Both GM and Volkswagen started rolling out cars here years ago and sell a range of models. Thursfield said Ford had to push out more products to win a slice of the fastest-growing car market in the world.

"We are conscious of that and we can use our global resources and brands to satisfy the Chinese customer," said Thursfield, the number three man at the world's second largest automaker.

"Next year we will be looking at 50,000, fulfilling the current capacity, before taking further steps to increase the capacity," he told Reuters Television before the launch.

The Fiesta takes Ford's long-standing war against GM to China, where booming economic growth accelerated car sales by 56 per cent to 1.126 million units in 2002.

GM trimmed prices of its best-selling Chinese car by three per cent days before the Fiesta's unveiling, to 89,900 to 129,800 yuan ($10,860-15,680). The Fiesta's tag is 88,800 to 127,800 yuan.

Ford enters a family car segment already crowded by GM, Volkswagen, Toyota Motor, Fiat and others.

Thursfield said Ford would be careful in expanding its $98 million plant, a caution shared by its 50-50 Chinese partner Chongqing Changan Automobile.

"Last year saw record growth that cannot be sustained," Yin Jiaxu, president of Chongqing Changan, told reporters outside the plant. But he also said growth would be strong over the next 10 years.

Ford is one of the most prominent foreign investors to jump on the country's push to develop its vast western hinterlands.

In a show of support, Chinese parliamentary chief Li Peng visited the plant before the launch and his signature was scrawled on the hood of the first Fiesta to roll off the assembly line, a bright gold sedan.

Thursfield said ChanganFord Automobile Corp's annual capacity of 50,000 cars may rise to 150,000 as early as 2004.

Ford and GM have been fighting it out in their home market in 2002, matching each other's cash rebates and other incentives.

But GM appeared to have the upper hand in China with stakes in four plants. Ford owns a stake in just one other, light truck and minivan maker Jiangling Motors, and its Chongqing plant is much smaller than GM's $1.5 billion Shanghai plant that can churn out 100,000 cars a year.

Still, Thursfield has high hopes for a vehicle market he sees becoming the world's second largest in three to four years.

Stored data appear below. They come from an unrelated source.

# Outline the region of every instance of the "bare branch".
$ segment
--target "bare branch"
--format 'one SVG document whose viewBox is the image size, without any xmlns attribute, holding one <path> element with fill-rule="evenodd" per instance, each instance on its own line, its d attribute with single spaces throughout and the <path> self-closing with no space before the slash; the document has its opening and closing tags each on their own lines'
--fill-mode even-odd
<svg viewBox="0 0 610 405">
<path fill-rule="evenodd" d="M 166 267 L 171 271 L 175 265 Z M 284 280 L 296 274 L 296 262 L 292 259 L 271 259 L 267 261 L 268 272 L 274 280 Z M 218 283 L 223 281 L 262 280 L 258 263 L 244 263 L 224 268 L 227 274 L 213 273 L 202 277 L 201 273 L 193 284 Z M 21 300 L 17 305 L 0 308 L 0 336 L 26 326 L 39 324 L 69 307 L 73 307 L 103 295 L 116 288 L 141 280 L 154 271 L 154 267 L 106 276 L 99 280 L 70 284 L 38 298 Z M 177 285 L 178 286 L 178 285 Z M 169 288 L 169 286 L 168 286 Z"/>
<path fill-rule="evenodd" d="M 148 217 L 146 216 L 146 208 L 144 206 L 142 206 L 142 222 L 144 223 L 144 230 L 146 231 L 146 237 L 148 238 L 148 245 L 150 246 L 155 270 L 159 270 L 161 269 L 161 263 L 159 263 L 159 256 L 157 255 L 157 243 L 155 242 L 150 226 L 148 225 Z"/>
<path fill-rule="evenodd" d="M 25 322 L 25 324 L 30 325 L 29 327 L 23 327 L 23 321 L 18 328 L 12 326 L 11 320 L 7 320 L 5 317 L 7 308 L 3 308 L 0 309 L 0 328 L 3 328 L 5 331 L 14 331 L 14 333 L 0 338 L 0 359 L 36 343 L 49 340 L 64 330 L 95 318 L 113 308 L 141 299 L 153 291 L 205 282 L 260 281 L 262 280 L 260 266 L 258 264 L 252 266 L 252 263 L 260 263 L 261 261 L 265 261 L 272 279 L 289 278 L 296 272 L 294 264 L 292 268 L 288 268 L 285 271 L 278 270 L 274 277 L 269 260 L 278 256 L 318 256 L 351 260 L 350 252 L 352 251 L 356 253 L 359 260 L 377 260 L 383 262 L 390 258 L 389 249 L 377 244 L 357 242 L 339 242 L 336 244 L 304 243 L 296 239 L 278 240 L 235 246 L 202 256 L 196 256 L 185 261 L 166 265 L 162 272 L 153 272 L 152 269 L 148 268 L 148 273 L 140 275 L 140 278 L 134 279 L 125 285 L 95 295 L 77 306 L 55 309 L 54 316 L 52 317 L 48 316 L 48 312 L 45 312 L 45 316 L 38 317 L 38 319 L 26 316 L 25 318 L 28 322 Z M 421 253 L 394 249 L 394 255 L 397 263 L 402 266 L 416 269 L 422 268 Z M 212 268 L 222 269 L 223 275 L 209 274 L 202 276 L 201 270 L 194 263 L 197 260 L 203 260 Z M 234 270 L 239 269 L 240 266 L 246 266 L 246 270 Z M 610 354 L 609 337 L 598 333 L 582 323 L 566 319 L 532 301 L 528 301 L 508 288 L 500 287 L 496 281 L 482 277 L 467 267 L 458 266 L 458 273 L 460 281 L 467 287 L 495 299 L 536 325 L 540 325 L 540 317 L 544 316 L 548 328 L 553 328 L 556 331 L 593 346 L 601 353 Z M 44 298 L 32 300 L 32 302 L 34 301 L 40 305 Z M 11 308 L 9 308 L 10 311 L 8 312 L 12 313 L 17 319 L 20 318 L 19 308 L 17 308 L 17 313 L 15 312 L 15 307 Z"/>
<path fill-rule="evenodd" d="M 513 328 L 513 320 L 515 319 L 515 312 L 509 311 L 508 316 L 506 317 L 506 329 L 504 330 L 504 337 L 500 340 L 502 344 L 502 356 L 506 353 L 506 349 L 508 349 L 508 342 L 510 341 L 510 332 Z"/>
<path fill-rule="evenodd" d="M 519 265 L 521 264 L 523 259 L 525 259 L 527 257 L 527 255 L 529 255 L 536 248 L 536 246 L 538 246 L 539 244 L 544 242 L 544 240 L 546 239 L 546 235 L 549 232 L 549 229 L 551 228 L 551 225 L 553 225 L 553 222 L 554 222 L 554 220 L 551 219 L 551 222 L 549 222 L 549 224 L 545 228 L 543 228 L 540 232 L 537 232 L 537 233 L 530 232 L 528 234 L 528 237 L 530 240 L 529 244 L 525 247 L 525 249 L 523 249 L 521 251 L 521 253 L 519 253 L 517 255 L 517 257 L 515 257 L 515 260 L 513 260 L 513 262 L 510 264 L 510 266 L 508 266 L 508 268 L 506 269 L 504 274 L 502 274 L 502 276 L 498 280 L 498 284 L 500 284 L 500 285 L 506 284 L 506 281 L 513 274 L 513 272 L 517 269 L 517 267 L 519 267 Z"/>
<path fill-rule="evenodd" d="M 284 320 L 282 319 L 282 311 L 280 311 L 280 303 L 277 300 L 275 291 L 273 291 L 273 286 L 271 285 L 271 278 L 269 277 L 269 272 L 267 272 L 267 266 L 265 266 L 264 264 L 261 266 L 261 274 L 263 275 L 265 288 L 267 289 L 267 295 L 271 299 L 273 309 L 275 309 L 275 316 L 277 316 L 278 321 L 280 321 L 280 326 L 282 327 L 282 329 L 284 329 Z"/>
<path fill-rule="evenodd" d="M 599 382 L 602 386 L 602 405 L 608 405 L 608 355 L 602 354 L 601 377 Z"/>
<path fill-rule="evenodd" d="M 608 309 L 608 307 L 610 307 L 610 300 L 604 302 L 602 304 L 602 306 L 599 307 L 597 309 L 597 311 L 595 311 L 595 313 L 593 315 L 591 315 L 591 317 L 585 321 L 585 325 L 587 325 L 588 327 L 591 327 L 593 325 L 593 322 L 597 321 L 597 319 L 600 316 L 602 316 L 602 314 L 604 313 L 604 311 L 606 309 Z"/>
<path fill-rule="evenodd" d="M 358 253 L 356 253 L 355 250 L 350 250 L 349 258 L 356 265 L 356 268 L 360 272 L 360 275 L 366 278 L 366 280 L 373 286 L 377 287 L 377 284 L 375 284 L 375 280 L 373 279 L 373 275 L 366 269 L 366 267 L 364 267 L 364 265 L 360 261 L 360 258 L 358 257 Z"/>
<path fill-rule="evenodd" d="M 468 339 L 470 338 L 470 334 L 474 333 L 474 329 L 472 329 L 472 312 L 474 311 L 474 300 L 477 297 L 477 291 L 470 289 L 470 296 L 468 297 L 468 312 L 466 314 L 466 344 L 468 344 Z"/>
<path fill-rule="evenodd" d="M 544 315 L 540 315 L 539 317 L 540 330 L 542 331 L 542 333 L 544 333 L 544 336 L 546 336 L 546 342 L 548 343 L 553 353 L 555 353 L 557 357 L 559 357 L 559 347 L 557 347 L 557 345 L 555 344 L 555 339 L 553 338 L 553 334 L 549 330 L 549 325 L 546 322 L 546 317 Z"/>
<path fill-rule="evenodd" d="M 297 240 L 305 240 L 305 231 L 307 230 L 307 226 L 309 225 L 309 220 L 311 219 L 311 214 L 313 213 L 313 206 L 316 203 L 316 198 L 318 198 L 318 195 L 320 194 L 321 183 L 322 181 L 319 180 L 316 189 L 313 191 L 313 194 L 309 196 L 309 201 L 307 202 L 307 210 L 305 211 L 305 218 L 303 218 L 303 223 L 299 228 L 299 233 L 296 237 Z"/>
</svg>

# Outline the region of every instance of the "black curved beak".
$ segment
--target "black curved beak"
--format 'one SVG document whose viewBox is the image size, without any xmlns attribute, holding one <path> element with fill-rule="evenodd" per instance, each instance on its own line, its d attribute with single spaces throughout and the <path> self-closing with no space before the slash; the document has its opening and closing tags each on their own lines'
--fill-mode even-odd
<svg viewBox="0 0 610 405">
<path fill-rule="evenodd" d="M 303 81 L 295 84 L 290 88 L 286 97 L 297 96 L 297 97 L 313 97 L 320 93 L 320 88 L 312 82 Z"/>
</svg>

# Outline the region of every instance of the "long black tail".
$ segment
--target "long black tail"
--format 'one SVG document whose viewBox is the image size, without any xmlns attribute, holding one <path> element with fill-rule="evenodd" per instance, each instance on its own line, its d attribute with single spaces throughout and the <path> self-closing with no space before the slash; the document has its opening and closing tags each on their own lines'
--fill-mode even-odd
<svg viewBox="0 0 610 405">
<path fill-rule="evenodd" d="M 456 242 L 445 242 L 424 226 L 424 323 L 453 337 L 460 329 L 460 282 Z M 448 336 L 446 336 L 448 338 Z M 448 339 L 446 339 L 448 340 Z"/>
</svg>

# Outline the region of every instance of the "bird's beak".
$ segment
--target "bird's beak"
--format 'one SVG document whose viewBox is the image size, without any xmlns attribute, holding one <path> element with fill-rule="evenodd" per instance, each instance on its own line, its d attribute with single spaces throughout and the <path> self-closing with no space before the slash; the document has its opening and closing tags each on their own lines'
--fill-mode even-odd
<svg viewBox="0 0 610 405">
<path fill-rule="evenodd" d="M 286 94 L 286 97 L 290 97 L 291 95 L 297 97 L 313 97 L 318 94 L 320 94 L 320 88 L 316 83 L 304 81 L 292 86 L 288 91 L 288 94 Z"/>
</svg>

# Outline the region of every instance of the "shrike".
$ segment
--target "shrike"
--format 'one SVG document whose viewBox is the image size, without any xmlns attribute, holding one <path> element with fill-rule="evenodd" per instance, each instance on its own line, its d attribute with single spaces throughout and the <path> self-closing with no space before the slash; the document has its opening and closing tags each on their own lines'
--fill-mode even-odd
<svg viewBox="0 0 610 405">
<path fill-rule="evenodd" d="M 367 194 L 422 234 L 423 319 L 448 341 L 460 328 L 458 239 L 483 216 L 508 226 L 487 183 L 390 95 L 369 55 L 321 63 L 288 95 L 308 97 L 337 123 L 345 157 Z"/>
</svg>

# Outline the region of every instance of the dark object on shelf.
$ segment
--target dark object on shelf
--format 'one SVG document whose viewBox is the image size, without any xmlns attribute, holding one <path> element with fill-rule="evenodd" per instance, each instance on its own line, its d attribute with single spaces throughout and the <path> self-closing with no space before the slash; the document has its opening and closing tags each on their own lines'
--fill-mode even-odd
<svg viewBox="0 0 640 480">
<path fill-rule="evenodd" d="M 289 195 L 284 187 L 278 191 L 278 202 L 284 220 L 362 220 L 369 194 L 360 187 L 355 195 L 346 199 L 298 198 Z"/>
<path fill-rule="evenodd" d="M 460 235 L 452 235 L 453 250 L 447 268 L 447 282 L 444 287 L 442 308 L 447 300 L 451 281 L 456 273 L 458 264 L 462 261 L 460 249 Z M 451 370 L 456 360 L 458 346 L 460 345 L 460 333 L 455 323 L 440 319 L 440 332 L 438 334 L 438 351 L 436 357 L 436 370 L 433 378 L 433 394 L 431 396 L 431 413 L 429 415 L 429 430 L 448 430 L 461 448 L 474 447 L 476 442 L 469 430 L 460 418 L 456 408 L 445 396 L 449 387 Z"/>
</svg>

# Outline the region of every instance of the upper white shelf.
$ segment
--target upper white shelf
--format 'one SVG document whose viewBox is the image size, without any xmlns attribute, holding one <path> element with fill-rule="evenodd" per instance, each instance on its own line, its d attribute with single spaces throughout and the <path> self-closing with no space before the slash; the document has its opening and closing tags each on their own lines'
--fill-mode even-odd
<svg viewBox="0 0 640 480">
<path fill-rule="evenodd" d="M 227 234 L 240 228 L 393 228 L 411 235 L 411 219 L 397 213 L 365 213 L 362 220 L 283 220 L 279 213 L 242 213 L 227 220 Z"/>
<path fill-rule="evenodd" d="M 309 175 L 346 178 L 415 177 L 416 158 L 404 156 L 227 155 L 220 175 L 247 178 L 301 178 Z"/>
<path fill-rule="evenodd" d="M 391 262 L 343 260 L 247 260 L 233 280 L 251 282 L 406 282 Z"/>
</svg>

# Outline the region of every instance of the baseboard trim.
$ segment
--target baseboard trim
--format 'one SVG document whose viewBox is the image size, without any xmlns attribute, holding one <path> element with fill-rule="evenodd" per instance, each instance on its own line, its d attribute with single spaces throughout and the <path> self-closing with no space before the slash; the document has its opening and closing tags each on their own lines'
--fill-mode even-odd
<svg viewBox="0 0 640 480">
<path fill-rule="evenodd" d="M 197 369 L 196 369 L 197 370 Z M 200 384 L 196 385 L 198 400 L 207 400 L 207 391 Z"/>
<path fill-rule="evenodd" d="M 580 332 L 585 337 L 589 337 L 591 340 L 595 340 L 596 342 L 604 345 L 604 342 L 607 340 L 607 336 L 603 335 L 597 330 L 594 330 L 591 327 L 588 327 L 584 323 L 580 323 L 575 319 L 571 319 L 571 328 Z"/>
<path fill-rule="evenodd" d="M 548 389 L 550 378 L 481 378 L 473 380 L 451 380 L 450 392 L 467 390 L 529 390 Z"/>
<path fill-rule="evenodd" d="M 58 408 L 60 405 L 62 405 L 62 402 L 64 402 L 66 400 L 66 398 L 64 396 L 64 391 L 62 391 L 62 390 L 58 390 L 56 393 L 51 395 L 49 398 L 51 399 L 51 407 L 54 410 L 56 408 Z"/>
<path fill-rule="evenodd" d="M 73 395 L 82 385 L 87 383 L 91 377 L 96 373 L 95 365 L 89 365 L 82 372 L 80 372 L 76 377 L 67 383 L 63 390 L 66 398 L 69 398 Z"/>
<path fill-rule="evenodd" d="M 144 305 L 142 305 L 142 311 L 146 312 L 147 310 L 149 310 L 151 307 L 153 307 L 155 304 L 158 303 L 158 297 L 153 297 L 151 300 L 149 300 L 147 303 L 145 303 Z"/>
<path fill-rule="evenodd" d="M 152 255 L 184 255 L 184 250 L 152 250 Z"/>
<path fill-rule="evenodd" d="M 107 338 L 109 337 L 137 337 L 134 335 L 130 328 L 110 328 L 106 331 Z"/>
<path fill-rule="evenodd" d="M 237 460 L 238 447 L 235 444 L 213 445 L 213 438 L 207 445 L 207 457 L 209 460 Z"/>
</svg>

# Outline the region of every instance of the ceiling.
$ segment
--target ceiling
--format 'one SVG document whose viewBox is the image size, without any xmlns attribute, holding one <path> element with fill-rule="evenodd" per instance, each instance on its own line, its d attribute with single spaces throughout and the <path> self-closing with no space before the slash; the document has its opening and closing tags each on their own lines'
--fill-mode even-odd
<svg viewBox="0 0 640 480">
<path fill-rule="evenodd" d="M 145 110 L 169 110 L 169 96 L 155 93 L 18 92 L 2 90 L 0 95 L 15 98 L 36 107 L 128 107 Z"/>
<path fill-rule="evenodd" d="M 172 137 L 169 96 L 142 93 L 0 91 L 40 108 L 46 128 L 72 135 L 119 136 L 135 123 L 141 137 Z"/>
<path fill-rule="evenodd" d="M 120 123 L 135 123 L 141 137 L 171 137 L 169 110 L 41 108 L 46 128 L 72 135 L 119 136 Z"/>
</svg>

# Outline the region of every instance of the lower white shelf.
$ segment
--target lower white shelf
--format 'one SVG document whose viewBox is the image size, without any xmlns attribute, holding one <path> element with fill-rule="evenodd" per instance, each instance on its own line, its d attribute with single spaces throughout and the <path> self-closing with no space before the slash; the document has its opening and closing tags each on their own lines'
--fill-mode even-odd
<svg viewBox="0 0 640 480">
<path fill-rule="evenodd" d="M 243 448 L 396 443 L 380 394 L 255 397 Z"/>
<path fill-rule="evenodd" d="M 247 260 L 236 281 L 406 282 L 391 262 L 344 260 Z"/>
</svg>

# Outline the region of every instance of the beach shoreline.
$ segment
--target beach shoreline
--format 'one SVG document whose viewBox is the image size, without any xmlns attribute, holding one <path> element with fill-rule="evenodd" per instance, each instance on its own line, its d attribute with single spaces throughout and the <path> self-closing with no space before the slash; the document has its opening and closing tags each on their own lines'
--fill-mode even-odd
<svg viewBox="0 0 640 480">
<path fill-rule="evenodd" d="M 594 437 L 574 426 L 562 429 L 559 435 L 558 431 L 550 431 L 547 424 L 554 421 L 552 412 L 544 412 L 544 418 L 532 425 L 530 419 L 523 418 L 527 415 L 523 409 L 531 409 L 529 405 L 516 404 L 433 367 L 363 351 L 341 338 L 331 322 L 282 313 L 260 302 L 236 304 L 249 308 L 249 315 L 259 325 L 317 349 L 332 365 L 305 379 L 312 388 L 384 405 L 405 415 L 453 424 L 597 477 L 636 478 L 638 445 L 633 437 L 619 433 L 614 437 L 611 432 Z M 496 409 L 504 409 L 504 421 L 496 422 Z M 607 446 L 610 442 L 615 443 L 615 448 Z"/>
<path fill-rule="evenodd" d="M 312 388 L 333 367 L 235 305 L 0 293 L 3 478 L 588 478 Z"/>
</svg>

He also said he was "fairly confident" of hitting Ford's profit target of 70 cents per share in 2003. He expected international operations to turn a profit in 2003, though the North American market could cool this year.

"My objective is to have profitable business units throughout the globe outside of North America. It's my intention that each one of those will contribute," he said.